Side effects — Although RT is relatively well tolerated, a range of short- and long-term toxicities can occur:

Common acute toxicities include hair loss, fatigue, and loss of appetite. In some cases, increased cerebral edema during RT may cause headaches and aggravation of existing or prior neurologic symptoms such as seizures or weakness.

Certain potential late effects are specific to the location of treatment, for example, hearing loss when radiation fields include the cochlea, or hypopituitarism when fields include the hypothalamus and/or pituitary gland. (See "Delayed complications of cranial irradiation", section on 'Ototoxicity' and "Delayed complications of cranial irradiation", section on 'Endocrinopathies'.)

Progressive delayed neurocognitive impairment is a potential consequence of both the disease and its treatment. However, it is not always clear whether any observed impairment is an effect of the RT or whether the tumor itself and antiseizure medication treatment are contributory. (See "Delayed complications of cranial irradiation", section on 'Partial brain radiation'.)

There is a low risk of secondary tumor formation such as meningioma or, less commonly, de novo malignant glioma. (See "Risk factors for brain tumors", section on 'Ionizing radiation' and "Epidemiology, pathology, clinical features, and diagnosis of meningioma", section on 'Ionizing radiation'.)

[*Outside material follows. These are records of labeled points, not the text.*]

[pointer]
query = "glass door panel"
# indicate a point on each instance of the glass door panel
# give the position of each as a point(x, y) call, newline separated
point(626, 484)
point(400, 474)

Procarbazine, lomustine, vincristine (PCV) — The PCV regimen is administered in six- to eight-week cycles for a total of six cycles. An eight-week cycle length is preferred for grade 2 tumors, based on the regimen used in the RTOG 9802 trial [22], and a six-week cycle length is preferred for grade 3 tumors, based on the EORTC 26951 regimen [27]. Each cycle is dosed as follows [3]:

Lomustine 110 mg/m2 orally, day 1; often, a cap of 200 mg is used

Procarbazine 60 mg/m2 orally, days 8 to 21

Vincristine 1.4 mg/m2 intravenously (maximum 2 mg per dose), days 8 and 29

The value of vincristine in this combination regimen has been questioned, since it does not penetrate an intact blood-brain barrier. However, studies comparing PCV with a two-drug regimen (lomustine and procarbazine) are lacking.

Baseline and pretreatment laboratory studies on day 1 of each cycle should include complete blood count (CBC) with differential, serum creatinine, alanine aminotransferase (ALT), aspartate aminotransferase (AST), and total bilirubin [44]. Weekly CBCs are typically performed starting at week 4.

Lomustine and procarbazine are moderately emetic, and patients should receive premedication with an orally administered 5-hydroxytryptamine (5-HT3) antagonist (eg, ondansetron 8 mg) before each dose. Vincristine has minimal risk of nausea and vomiting and does not require antiemetic prophylaxis. Constipation related to vincristine and/or antiemetics is common, and many patients require a daily bowel regimen (eg, docusate sodium and senna) to maintain normal bowel function. (See "Prevention of chemotherapy-induced nausea and vomiting in adults", section on 'Oral chemotherapy'.)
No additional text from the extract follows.